When Should I Sell My Business?
The short answer is when you plan to not when you’re forced to.
All businesses are either evolving, growing and innovating or dying. The only question is the timing.
I’ve worked with numerous clients that for various reasons decided to sell their business. With few exceptions, most were not in a position to get optimal valuation. It took some work to maximize their opportunities.
Let’s look at some facts about business valuations. A few years ago I read an article on the New York Times website entitled “Do You Really Expect Your Business to Get You Through Retirement?” The author presented a hypothetical sale as an illustration. I thought it was an excellent example. Let’s say your company is close to the following example:
Annual sales $10 million
EBITDA $1 million
Sales price or 4.5 times EBITDA $4.5 million
Taxes and expenses of sale 35% $1.757 million
Net proceeds from the sale $2.925 million
If that money was invested at 4 percent, it would provide a pretax annual income of about $117,000. Remember that you, as the owner, had been enjoying about $1 million in annual cash flow running a going concern.
The illustration above doesn’t consider debt. If your business had $1M in debt, the net would be reduced by approximately 30%.
Does that meet your transition requirements?
The time to begin thinking about transition is at least 3 years before the event.
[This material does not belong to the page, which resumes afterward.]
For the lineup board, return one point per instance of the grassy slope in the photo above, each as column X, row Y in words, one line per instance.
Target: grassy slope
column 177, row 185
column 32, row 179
Five years is even better.
To maximize valuation and net proceeds your plan must include as a minimum.
Who do you want to sell it to?
There are several options.
· Sell it to employees, ESOP
· Sell it to a financial buyer
· Sell it to a strategic buyer where you add value to existing services
· Sell it to a large company to supplement something they don’t have
· Turn it over to family and create long-term income for yourself.
All of the above can create good outcomes, but all require different strategies to position the business for maximum valuations. The time to create that strategy is 3 to 5 years before you want it to occur.
What is a buyer looking for?
· A historical record of profitability and cash flow. I’d say a 3-year minimum.
· That the company can continue performance without the owner’s daily participation. (Infrastructure).
· Patents or other intellectual property
· Long-term relationships with excellent customers
· Great supplier relationships
· A strong value proposition
· Brand recognition or marketplace acceptance
I worked (briefly) with a client that said, “when I want to sell my business nobody wants to buy it”. He meant that when times were good, he enjoyed the cash flow. When times got tough, he wanted to sell it. That wasn’t a great strategy for maximizing valuation.
I always start with my client’s personal vision. Where do you want to be, and when? We determine clearly where they are today, and develop a plan to get them to where they want to be, and keep the business there?